On Friday, the Minnesota Senate unanimously passed a bill to distribute $27 million of emergency rural broadband funding. The COVID-19 pandemic has highlighted a stark need for better broadband access in many rural communications for education, remote work, and telemedicine. All of these areas have been heavily impacted by the lack of internet access in Greater MN, and the Senate’s bill increases economic vitality and quality of life for Minnesotans without depleting a general fund that is already stretched thin.
“High-speed internet has become a utility of equal importance to electricity, and the COVID pandemic has only reinforced that fact,” said Sen. Jeremy Miller (R-Winona). “As schools were forced into distance learning, doctors attempted to expand telemedicine, and more and more people shifted to remote work, we learned just how necessary broadband access is in our daily lives. In Greater Minnesota, there are still too many communities that don’t have access to high-speed internet, but we are making progress every year. This bill takes another big step forward in that ongoing effort.”
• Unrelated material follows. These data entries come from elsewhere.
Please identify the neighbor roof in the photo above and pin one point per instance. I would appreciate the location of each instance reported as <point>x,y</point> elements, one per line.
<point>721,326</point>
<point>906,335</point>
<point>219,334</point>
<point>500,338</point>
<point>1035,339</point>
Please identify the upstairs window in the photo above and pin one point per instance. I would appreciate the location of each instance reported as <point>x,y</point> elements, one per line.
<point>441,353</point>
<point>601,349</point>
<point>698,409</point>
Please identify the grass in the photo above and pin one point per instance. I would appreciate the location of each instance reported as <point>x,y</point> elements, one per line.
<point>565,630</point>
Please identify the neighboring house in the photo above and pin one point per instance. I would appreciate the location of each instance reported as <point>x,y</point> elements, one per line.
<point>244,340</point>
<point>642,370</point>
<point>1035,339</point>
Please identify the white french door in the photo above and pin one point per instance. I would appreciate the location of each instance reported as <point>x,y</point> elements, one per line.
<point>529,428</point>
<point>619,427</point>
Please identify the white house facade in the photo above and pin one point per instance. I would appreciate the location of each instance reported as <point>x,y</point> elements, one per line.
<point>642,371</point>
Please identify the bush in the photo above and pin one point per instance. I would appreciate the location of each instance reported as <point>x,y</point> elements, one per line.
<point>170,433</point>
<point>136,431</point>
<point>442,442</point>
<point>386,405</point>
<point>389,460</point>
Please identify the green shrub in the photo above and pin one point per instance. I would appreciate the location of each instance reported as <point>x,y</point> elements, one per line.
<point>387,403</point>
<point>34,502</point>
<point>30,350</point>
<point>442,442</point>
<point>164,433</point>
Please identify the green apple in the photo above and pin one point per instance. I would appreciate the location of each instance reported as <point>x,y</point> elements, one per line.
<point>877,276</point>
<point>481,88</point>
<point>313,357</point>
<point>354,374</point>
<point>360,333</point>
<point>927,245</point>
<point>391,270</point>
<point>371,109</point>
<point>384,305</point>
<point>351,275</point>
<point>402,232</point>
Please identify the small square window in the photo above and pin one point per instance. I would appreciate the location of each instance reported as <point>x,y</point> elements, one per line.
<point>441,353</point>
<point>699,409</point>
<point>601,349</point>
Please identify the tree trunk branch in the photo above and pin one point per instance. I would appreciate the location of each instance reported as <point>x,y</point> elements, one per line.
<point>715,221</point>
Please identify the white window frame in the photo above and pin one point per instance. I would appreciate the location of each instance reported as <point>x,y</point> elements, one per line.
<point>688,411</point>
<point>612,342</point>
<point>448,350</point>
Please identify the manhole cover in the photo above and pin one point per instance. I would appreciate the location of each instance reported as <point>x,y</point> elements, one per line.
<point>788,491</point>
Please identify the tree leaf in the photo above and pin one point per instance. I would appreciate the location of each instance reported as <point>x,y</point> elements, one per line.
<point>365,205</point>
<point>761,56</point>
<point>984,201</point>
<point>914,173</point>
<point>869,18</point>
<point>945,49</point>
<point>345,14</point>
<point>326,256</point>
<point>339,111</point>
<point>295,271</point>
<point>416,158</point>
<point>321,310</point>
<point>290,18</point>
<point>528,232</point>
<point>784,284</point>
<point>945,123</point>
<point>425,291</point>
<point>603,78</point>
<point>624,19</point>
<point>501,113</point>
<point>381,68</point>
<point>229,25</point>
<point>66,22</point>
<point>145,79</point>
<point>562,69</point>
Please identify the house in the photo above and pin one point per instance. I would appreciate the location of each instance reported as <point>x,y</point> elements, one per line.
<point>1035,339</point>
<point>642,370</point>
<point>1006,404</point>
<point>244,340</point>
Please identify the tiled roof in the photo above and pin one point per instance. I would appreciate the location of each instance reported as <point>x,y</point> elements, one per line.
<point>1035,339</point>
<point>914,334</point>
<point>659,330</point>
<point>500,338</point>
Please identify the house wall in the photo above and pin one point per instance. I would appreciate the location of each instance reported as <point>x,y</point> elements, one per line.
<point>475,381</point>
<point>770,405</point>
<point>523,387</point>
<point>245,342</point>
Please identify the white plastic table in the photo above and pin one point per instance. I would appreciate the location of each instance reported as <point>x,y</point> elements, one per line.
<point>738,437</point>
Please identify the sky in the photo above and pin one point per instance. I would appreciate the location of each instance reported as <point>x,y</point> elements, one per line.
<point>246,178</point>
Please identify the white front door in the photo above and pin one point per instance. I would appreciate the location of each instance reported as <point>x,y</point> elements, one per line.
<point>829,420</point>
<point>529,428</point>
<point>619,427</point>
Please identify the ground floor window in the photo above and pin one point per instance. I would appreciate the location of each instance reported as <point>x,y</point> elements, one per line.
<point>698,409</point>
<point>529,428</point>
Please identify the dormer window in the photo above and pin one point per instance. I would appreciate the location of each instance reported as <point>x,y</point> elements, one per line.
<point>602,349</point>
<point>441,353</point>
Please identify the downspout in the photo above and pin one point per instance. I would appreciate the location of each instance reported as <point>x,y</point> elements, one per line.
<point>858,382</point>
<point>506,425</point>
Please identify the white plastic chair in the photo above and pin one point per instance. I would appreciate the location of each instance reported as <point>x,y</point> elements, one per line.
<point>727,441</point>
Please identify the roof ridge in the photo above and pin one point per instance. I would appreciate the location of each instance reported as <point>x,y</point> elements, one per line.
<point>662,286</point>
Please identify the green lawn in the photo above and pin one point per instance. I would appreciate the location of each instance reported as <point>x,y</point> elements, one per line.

The compromise calls for $15 million to be designated in 2020 to a “distance learning broadband access grant program” for students lacking Internet access this fall. $2 million will go towards reimbursing licensed healthcare providers who invest in and install telemedicine equipment for COVID-19-related care.
The Border to Border Broadband Fund, which targets the development of broadband in unserved and underserved areas, is a significant recipient of funds in the bill and will provide substantial help for businesses, telecommuting, and distance learning. The program will receive $10 million of the $27 million appropriation. All projects will be up and running by the end of 2020, meaning guaranteed fast access for outstate communities.